While the PRO-ACT database represents a single source of publicly available de-identified, merged multi-year records of ALS patients participating in clinical trials, the data are from a limited number of consortia. The database is not inclusive of participants of all available ALS clinical trials that have been conducted in the past or currently being conducted. There is an inherent variability introduced in the effort to harmonize trial data consolidated under different research study protocols. Despite a large sample size, different data collection methods and data standardization may have introduced variance overall.

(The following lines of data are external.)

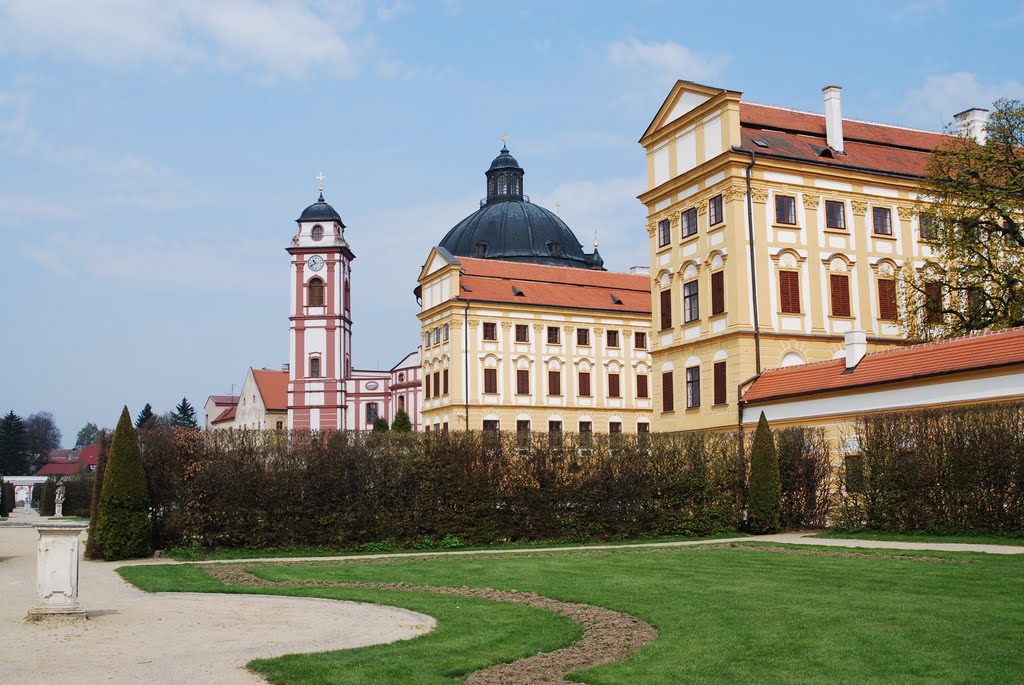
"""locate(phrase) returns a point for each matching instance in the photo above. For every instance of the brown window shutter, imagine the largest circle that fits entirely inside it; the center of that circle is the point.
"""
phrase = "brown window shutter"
(887, 299)
(840, 294)
(788, 289)
(717, 292)
(668, 392)
(721, 390)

Unlike cancer and many communicable diseases [67], ALS is not considered a notifiable disease in the U.S. This makes capturing ALS cases at the local, state, and national level challenging, which becomes a significant barrier to ascertaining a complete case count for the estimation of disease burden in the U.S. In addition, our recent evaluation of ALS cases among the U.S. adult population using capture-recapture methods revealed missing case ascertainment of about 27% [15]. Those underrepresented in the Registry may be younger ALS patients and those who have health insurance through private sectors. They are less likely to be captured by the national administrative database such as CMS, VHA, or VBA. Data in the Registry portal are self-reported while data of patients recruited in clinical trials in the PRO-ACT database may have been recorded or determined by the medical professionals from clinical examinations during trial visits. In addition, the portal data consist of information collected in 2010–2021 while the PRO-ACT database consists of clinical trial data donated by participating consortia since 1990 with the latest data publicly made available in August 2022. The latest year of collection is not provided. While these two databases are not mutually exclusive, it is not feasible to verify the presence of a same individual in both databases as personal identification is not disclosed for deduplication.

Conclusion

Addressing the discrepancy of the demographic niche in both the general ALS patient population as recognized in the Registry portal and those being recruited for clinical trials may increase the generalizability of study outcomes. Considering the shortcoming of racial diversity and inclusion in clinical trials for therapeutics in other disciplines, our findings in participant characteristics reflect a similar pattern of concerns. The analysis has shown an underrepresentation of elderly patients and minority populations in clinical trials and incomplete racial background information. In addition, there was a disproportionate subgroup of different disease duration and progression. Clinical trial enrollment may be limited by preset criteria. Nonetheless, refinement of study patient preference may be needed to allow for greater participation of the general ALS population, as those excluded from the clinical trial enrollment represent a patient population with unmet needs. The Registry portal provides a tool to improve the recruitment effort targeting patients that are often understudied. Such an improvement could then enhance the ability of researchers to diversify the patient pool for clinical trials.